It must have been in 1956, during that first class I had in College Economics 101, that the definition of economics was drilled into my head: It is the management of scarce resources. When something is plentiful, who needs economics? If you can just go out in the morning and pick all the apples you want to eat, you don't need to get involved in the economics of apple growing. Adam and Eve can attest to that, until one of them ate the forbidden fruit.
I went on to MBA degree with plenty of courses in economic, with a specialty area of labor management that provided a rewarding career. But the initial lesson stuck with me. Everybody who runs a household or works for a business sees this economic principle being applied every single day. The take-home pay goes down and we adjust our budgets accordingly. We manage scarce resources. We switch from steak to hamburger; we car-pool or combine trips, we trade in the family car a year or two later, and most of all, we find a way.
So I am appalled at the reaction of the federal government to the sequestration cuts. First, the cut backs were self-initiated, nothing a family or business would actually ever do to themselves on purpose. What kind of idiots shoot themselves in the foot? Second, the cuts amount to about 2-5% of discretionary spending depending on who's numbers you look at. I worked in business were every budget submitted was cut back by 10% at a minimum. We always found a way and never let it affect our mission. We were a major defense contractor.
But we hear the sequestration will cause layoffs in the federal workforce, prisoners being released from confinement due to lack of funds, firemen who won't put out fires and that terrorist will now be able to cross the border. Common!!! Quit the hype.
For the first time, some government departments will face scarce resources. All they have to do is use a zero-based budgeting approach and question each and every expense. As a defense contractor, my company was required to zero-base every budget we turned into the military. I know as I was in finance at the time. If you don't do zero-based budgeting, which much of the government does not do, department budgets get inflated beyond anything that can be imagined as they are padded year after year and the budgets are increased annually with the false assumption that everything in the budget is necessary.

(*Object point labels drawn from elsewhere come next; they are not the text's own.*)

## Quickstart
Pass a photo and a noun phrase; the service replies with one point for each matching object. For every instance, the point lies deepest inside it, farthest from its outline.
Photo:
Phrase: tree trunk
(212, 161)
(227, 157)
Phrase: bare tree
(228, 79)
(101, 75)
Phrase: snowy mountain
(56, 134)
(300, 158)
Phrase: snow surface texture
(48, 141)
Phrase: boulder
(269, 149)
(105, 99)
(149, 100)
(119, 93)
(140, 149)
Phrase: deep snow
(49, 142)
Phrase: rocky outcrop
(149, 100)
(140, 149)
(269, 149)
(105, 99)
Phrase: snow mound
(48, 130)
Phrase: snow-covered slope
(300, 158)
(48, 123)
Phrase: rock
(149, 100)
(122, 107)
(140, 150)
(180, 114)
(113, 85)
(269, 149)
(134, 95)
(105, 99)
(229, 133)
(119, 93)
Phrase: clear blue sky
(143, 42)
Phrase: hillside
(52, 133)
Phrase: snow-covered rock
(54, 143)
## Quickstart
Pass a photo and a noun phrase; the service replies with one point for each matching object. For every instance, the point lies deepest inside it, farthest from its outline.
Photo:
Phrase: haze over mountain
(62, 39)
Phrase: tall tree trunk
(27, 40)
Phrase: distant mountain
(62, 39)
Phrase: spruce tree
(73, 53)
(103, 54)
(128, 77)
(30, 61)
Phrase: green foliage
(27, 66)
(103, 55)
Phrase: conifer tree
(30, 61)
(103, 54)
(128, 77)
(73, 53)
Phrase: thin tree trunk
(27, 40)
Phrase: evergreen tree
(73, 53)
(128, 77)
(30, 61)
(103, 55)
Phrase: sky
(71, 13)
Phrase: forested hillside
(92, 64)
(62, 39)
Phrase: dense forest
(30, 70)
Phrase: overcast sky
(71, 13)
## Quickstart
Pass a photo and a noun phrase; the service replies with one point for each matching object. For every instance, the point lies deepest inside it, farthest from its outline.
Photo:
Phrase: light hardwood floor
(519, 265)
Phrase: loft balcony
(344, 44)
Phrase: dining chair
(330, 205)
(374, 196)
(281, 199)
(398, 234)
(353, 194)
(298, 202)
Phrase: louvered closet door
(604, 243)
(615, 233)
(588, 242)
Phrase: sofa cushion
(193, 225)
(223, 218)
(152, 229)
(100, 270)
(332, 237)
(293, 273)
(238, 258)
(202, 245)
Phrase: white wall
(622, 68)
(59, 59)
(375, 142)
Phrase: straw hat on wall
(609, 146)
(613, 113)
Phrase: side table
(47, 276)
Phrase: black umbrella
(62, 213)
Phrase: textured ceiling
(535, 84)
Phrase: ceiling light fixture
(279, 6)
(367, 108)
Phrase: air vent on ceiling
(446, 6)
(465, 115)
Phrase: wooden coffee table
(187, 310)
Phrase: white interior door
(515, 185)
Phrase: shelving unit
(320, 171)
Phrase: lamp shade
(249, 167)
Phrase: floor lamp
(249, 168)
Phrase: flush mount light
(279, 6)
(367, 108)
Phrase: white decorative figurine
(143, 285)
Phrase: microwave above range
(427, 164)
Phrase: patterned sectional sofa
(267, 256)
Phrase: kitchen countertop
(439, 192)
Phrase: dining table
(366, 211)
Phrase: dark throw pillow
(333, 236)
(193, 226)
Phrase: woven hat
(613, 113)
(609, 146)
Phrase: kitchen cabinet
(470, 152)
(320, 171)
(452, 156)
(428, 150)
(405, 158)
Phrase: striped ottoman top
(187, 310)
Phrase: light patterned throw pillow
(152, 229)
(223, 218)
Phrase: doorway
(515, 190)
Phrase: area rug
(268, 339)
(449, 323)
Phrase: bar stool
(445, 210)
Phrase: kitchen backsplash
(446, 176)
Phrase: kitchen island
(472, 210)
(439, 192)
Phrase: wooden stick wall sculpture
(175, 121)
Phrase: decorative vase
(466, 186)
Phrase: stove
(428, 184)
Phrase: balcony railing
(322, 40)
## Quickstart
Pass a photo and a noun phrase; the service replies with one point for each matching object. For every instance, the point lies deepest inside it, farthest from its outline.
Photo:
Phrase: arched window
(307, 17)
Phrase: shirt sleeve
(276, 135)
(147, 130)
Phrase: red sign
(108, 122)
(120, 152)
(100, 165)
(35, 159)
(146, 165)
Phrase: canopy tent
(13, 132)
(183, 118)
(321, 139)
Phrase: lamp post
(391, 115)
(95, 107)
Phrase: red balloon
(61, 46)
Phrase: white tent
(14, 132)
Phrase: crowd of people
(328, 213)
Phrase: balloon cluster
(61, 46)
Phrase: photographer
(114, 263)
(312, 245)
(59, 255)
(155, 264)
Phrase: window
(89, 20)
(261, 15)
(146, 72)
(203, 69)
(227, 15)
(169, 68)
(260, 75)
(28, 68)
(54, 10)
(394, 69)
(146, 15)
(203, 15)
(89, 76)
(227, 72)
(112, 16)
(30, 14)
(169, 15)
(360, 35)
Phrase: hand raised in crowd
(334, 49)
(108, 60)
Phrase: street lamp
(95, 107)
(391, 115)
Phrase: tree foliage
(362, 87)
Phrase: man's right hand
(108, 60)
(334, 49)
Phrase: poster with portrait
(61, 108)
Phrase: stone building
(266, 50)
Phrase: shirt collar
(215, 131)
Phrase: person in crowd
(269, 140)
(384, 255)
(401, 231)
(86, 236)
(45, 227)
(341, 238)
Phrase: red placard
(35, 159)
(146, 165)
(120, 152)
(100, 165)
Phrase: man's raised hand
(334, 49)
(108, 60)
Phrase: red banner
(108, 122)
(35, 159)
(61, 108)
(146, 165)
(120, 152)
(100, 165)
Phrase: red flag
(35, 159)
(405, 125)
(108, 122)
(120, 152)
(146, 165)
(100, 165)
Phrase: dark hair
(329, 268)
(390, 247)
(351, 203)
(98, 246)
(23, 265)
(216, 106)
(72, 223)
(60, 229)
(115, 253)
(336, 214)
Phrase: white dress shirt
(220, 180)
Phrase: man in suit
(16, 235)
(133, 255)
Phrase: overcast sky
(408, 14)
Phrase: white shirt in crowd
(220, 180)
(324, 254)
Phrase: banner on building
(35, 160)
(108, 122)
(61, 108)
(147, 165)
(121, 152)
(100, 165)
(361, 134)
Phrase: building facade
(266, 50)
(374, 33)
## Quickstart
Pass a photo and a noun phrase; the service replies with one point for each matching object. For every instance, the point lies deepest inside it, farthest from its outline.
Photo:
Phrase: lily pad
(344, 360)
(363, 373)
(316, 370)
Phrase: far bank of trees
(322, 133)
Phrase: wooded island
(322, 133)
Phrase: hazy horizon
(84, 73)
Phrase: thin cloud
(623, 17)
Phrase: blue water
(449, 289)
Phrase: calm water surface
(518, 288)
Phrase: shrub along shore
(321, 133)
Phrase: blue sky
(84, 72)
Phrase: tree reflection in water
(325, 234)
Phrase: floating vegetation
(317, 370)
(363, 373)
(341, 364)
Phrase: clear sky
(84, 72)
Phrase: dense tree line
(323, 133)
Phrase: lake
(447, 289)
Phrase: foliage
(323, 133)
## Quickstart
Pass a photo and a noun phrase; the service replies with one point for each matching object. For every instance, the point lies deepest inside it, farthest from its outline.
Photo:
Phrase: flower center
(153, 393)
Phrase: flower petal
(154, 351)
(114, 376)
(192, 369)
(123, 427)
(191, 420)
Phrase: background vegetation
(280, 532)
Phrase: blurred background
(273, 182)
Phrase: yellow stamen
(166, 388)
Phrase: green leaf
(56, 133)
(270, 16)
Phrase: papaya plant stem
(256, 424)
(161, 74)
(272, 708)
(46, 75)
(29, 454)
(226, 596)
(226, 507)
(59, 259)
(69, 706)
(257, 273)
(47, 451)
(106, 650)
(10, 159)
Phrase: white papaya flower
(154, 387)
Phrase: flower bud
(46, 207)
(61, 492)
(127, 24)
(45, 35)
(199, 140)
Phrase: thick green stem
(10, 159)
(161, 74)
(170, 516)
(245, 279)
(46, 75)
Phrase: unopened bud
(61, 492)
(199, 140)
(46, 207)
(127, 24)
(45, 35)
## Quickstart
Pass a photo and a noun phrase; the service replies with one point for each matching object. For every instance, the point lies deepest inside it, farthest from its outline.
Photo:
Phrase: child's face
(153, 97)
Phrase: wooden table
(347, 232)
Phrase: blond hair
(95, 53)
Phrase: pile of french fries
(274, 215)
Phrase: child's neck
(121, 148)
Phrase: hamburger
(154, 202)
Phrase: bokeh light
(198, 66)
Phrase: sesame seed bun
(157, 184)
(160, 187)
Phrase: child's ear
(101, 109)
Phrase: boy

Many experts have concluded they can take out huge chunks of the cost of running our country and not miss a beat in carrying out the mission. Here is one expert on efficiency who promised such cuts:
I worked under the Six Sigma system for a private corporation. There is no reason that a similar discipline cannot be applied to all government employees' productivity. The techniques are available. All they have to do is apply them. I think the taxpayer deserves a government that is run efficiently. I don't think the citizens of this country deserve to be told they won't get the services they paid for because of a 2-5% cut in non-military budget. I would agree, that the military budget cut at about 9% is a bit more severe but many would say there is a lot of fat in that number too. Many civilians have taken huge cuts in their personal finances over the past several years due to the sour economy.